More than 280 detainees have been released or transferred from the base. Last year's ARBs approved the release or transfer of over 100 more. They remain in Gitmo as the Department of State negotiates their return home — or political asylum in another country.

But what Colangelo-Bryan and the other attorneys want for their clients is the right to challenge detention in a court of law. The White House says it is under no obligation to charge detainees: They will be held until they no longer present a threat, no longer offer intelligence value, or the war on terror ends. "It's like saying you can hold a drug dealer in jail until the war on drugs is over," Colangelo-Bryan asserts. "International law does not recognize a war against a tactic."

The lawyers were dealt a blow late last year when the Senate outlawed habeas corpus rights for Guantanamo detainees. The Supreme Court had previously confirmed those rights — which require the government to legally justify detention — and the matter is again under review.

In the meantime, the attorneys board the ferry daily to see their clients. They are thoroughly searched outside Camp Echo, a series of huts where detainees are housed in solitary confinement during their lawyers' stay. The attorneys then wait while their clients are delivered and shackled to the floor.

"There are more wires on the wall in there than an electrician sees in a week, but in theory the conversations are private," says Colangelo-Bryan. "And there are cameras that supposedly only monitor the visuals, although not if your guy's trying to kill himself."

Colangelo-Bryan is referring to his Bahraini client, Juma al-Dosari, who attempted suicide on a bathroom break while meeting with the lawyer last year. Al-Dosari, who camp officials say has made twelve serious attempts, had cut one wrist and tried to hang himself. According to Colangelo-Bryan:

It had been maybe five minutes and I hadn't heard anything from Juma.... I opened the door to the room. The first thing I saw was a large patch of red on the otherwise white floor.... I realized it was blood. I looked up and saw something hanging from the inside of the metal mesh wall ... from the cell — where [he] had been left to use the bathroom.... It was Juma. His face and body were covered in blood from a gash to his arm, his eyes had rolled back in his head, and his lips and tongue were swollen.... I yelled to the guards because the door to the cell was locked; even though I was inches from Juma, I couldn't get to him. The guards came in and cut Juma down. A moment or two later, as the guards told me to leave, I heard Juma gasp for air — it was the first sound he had made.

Regardless of legal outcomes, Colangelo-Bryan thinks the lawyers have a purpose here. "Through those meetings, we tell the world what's happening," he says. "It's the most crucial function that we have.
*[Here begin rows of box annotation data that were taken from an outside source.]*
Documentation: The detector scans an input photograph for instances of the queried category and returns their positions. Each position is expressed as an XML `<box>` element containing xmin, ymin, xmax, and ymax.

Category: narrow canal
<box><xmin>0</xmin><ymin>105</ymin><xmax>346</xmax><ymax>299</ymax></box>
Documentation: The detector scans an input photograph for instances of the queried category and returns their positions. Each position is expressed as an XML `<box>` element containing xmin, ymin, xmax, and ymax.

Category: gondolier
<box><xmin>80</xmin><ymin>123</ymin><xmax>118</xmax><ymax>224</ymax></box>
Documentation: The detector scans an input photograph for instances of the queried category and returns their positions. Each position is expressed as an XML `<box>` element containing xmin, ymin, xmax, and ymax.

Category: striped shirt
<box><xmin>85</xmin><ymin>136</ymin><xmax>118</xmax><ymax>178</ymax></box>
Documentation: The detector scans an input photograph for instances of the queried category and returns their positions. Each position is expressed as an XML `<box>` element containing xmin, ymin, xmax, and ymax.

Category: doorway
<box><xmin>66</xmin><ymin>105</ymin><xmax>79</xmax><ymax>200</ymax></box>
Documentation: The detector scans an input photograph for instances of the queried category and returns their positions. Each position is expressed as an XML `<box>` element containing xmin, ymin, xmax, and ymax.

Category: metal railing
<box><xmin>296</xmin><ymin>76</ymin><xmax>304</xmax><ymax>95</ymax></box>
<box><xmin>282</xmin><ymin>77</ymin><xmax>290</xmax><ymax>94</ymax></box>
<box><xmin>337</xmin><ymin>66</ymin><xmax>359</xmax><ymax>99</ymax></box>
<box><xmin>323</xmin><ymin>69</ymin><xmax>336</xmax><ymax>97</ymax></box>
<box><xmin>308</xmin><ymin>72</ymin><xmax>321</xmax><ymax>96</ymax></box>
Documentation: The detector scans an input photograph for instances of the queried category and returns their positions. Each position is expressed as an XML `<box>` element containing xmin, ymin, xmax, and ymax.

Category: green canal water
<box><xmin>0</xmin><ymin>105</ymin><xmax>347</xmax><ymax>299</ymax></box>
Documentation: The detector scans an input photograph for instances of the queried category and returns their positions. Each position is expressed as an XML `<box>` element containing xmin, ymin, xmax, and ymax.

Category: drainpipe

It's not that we accept everything [from the detainees] as the gospel truth, but many of their stories are corroborated by government sources." He pauses. "Everyone in Bahrain knows what's going on here."


The majority of Guantanamo detainees are being held for fighting in a war, however untraditional. Only a few — ten at the time of this writing — have been charged with war crimes. Under the traditional rules of war, martial law distinguishes cold-blooded violence from mere violence: Bombing a military convoy? War. Shooting an injured soldier? War crime.